A town gets used up, was how he always put it. Time to move on.
Yet she knew that it was not
just
this that made her father come home one night in place after place and announce that they would leave that evening or the next one, that he had a new home for them, a better prospect. There was something wrong in her father’s life, in their life together. She understood this, but being so close to it perhaps, she told Peter later, she had not been able to see it clearly. Its presence was felt but invisible, a disturbance in the air like a cloud of tiny insects, buzzing a warning.
There would be work in Massachusetts, her father said. The town of Wells was near both Boston and Providence, close to the sea and to farmland, to country and city, and he had sent away for a local newspaper from there in order to find a place
for them to live, to make necessary arrangements. In the car on the long trip from Roanoke, Virginia, where they had been living, to Massachusetts, Ruth studied the map, holding a flashlight over it. Wells did not appear to her to be near anything except the Atlantic Ocean, on the map an expanse of pale blue emptiness.

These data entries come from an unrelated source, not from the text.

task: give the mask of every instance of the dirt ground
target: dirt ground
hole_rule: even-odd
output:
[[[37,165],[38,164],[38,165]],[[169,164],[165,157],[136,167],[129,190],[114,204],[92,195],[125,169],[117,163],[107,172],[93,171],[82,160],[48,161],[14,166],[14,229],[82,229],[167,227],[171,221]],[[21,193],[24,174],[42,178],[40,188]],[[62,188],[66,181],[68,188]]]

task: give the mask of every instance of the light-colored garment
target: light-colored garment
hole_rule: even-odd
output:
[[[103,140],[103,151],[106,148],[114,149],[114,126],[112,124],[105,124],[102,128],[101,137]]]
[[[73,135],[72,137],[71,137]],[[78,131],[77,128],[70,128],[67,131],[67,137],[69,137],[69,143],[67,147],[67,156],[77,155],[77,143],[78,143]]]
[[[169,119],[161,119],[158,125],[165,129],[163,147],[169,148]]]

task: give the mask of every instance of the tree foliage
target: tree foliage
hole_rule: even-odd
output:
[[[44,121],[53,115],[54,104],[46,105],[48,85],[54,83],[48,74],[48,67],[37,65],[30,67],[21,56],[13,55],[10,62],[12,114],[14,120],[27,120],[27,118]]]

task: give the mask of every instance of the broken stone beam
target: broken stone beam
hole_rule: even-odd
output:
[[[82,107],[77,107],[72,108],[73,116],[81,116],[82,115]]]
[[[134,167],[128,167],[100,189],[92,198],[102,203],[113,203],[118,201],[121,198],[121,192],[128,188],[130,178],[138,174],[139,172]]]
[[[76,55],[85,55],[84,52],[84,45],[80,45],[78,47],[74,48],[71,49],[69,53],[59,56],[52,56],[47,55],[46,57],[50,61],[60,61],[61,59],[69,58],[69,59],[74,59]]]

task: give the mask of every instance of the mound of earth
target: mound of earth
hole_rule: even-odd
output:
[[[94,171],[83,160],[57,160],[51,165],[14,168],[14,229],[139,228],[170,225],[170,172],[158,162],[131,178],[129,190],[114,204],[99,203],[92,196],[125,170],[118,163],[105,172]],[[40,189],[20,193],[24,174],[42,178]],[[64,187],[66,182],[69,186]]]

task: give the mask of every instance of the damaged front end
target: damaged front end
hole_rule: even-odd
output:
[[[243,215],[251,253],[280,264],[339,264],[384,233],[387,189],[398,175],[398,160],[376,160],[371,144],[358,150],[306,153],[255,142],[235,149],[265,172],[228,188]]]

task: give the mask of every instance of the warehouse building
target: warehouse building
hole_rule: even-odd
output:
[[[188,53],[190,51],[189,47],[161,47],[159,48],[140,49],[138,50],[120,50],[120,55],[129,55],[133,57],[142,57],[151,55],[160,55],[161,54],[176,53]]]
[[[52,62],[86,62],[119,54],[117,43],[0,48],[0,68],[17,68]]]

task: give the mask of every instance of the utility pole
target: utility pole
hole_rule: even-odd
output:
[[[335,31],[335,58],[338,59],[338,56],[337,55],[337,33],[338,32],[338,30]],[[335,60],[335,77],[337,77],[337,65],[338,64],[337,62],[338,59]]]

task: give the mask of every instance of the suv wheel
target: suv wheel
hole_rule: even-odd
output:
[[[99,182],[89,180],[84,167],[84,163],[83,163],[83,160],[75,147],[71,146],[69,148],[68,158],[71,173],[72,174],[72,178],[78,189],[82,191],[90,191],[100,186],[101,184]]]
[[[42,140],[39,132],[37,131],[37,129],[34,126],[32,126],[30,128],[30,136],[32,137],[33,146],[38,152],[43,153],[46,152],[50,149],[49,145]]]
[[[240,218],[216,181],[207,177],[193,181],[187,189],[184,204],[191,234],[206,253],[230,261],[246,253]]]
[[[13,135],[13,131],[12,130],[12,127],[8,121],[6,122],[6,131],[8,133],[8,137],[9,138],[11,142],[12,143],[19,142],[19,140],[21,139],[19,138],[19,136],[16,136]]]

They drove all night, but the sky was still dark when they pulled onto the street where the house her father had rented was located. He stopped the car under a tree, a deeper darkness, and took off his glasses. He made a sound of fatigue, leaned his head back against the headrest, and closed his eyes.
Are we going in? Ruth asked.
He did not open his eyes. We don’t want to disturb people in the middle of the night, he said.
Ruth rolled down the car window. Her father had been smoking cigarettes and drinking coffee to keep awake, and the inside of the car smelled sour. She wanted to get out. She thought she could hear the ocean a few blocks away.
Go ahead, her father said, as if he could read her thoughts. But he didn’t move, didn’t rummage for a key in his pocket and hand it to her. The dark house with its aluminum awnings over the windows appeared forbidding, like a place where something bad might have happened. Ruth knew that her father understood she wouldn’t go in without him. He slept, his bottom lip sucked in, as if he had no lower teeth.